David Peery, class representative in the Pottinger litigation from 2013-2020, a Board member at Camillus Health Concern, a Board Member of the National National Health Care for the Homeless Council, and a co-chair of the Council’s National Consumer Advisory Board, will be our guest speaker.
According to University and Law School policy, masks are required at all times including in our classroom. Students must maintain adequate physical distancing and comply with all signage in and around the building. Everyone is expected to behave in a manner that is beneficial to the health and safety of all students, faculty, and staff. Appropriate masks cover the entire nose and mouth, fitting snugly over the face. Students without an appropriate face covering will not be permitted in the classroom.
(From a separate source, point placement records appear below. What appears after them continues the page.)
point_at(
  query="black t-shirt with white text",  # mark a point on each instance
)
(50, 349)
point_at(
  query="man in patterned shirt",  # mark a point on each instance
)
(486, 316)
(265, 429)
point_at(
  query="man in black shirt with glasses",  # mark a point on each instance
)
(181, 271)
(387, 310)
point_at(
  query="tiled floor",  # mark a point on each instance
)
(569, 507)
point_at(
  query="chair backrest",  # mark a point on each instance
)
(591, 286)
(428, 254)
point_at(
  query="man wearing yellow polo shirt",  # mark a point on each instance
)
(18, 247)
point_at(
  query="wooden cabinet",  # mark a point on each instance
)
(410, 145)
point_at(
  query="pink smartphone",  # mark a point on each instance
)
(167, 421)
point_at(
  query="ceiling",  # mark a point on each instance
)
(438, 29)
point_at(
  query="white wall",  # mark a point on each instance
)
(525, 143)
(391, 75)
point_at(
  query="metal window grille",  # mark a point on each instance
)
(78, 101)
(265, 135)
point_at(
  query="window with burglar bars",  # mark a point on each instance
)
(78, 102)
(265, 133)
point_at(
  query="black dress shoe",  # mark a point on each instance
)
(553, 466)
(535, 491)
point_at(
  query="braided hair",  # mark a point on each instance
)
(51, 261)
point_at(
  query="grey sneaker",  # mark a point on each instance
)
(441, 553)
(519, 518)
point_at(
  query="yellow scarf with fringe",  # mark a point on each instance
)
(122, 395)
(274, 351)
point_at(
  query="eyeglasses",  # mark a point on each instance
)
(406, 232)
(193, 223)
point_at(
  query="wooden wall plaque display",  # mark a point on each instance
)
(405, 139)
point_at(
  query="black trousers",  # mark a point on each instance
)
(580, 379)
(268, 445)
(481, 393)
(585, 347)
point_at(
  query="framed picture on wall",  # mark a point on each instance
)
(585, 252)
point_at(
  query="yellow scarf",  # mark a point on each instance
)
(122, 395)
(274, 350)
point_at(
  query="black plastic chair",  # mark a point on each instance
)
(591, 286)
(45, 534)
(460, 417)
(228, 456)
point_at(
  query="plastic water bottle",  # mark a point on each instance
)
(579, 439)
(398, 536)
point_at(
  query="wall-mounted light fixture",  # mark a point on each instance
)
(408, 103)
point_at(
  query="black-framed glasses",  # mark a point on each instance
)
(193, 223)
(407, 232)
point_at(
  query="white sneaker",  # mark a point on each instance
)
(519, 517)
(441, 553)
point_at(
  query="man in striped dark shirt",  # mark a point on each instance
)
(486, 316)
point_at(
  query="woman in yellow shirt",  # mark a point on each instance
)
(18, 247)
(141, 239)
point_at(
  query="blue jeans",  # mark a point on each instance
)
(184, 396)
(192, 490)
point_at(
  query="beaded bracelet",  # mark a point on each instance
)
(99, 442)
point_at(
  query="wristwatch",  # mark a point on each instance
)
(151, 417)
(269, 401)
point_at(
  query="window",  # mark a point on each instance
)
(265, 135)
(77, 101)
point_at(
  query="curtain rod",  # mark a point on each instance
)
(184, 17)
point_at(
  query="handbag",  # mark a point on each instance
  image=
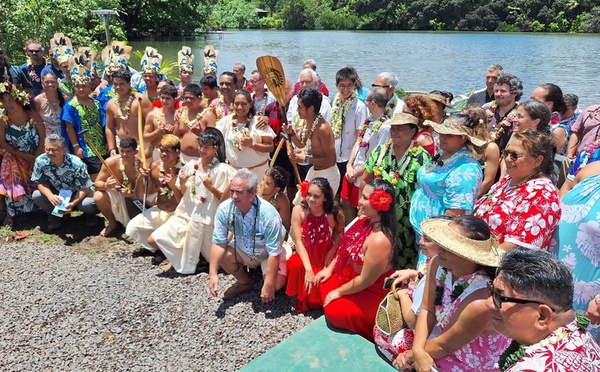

Students are expressly prohibited from recording any part of this course. Meetings of this course might be recorded by the University. Any recordings will be available to students registered for this class as they are intended to supplement the classroom experience. Students are expected to follow appropriate University policies and maintain the security of passwords used to access recorded lectures. Recordings may not be reproduced, shared with those not enrolled in the class, or uploaded to other online environments. If the instructor or a University of Miami office plans any other uses for the recordings beyond this class, students identifiable in the recordings will be notified to request consent prior to such use.